Tuesday, November 22, 2011

Guest Post: Memories from the Old Guy - On This Day In 1963

You guys are in for a real treat today. This post from the Old Guy has been burning a hole in my inbox for close to a month. It's kind of amazing that the day I've been waiting to post it seems just as gray and overcast as this exact day 48 years ago that Wayne describes below. On this day in 1963, President John F. Kennedy was assassinated. The Old Guy reflects on his memories of that day as a boy in South Nashville and ends with what I interpret as a wonderfully eloquent description of something we could all be reminded of on a dreary day like today; whether our frustrations be with the season, our government, our neighborhood, our family, or all of the above...and with the passing of one frustration usually comes another. We can dwell in that, or we can hold out hope for a sunnier tomorrow.

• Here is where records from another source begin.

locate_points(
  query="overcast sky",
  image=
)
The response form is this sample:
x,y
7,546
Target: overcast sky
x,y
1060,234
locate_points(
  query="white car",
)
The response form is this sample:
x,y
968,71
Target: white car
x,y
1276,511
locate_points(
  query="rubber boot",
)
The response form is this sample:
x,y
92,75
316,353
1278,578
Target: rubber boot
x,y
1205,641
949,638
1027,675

For any newcomers, the Old Guy has lived in Wedgewood-Houston for nearly 60 years and stops by often to share his memories of growing up in South Nashville. You can check out more of them here.
As I recall fall had set in. I was in Mrs. Hale’s split 5th and 6th grade class in a portable classroom behind the old Hamilton School (on Southgate Ave where channel 8’s antenna array now sits). We were busy at our books when someone came to the door of the classroom and asked to speak to the teacher. She stepped outside for a moment and then back inside trying to control her weeping. “President Kennedy has been shot in Texas and they think he might be dead.”
In the 6th grade I wasn’t certain what to make of that news. They came through a moment later and dismissed all the classes I walked back home and it was all that was on T.V. I went outside to play, the sky was overcast and dark and a chilly wind was blowing. The neighborhood was deserted; everyone else was glued to the media. I remember thinking “This is a good day for a tragedy”.
For three days there was literally nothing else on T.V. The three major networks did “pool” type coverage for 72 hours solid of the events of that day, with the same reporters doing a marathon of reporting and looking increasingly haggard as the hours wore on. The presidential succession worked flawlessly with Lyndon Johnson being sworn in as soon as President Kennedy’s death was confirmed and life went on.
In April 4, 1968 we saw Dr. Martin Luther King assassinated. Then on June 5th that same year the brother of John F. Kennedy, Robert F. Kennedy was assassinated, as it were, live on T.V. and repeated ad nauseum. I’m not quite sure where to go with this except to mark that I was witness to the fact that they happened. I don’t hold much hope that people learned from it for we keep repeating the same mistakes. Sorry, there is nothing more to make than an observation.
This time of year has a beauty unique to itself but with it a certain dread for the discomfort of the approaching winter. We can spend this time in maudlin pursuits or look ahead, after winter there has always been spring.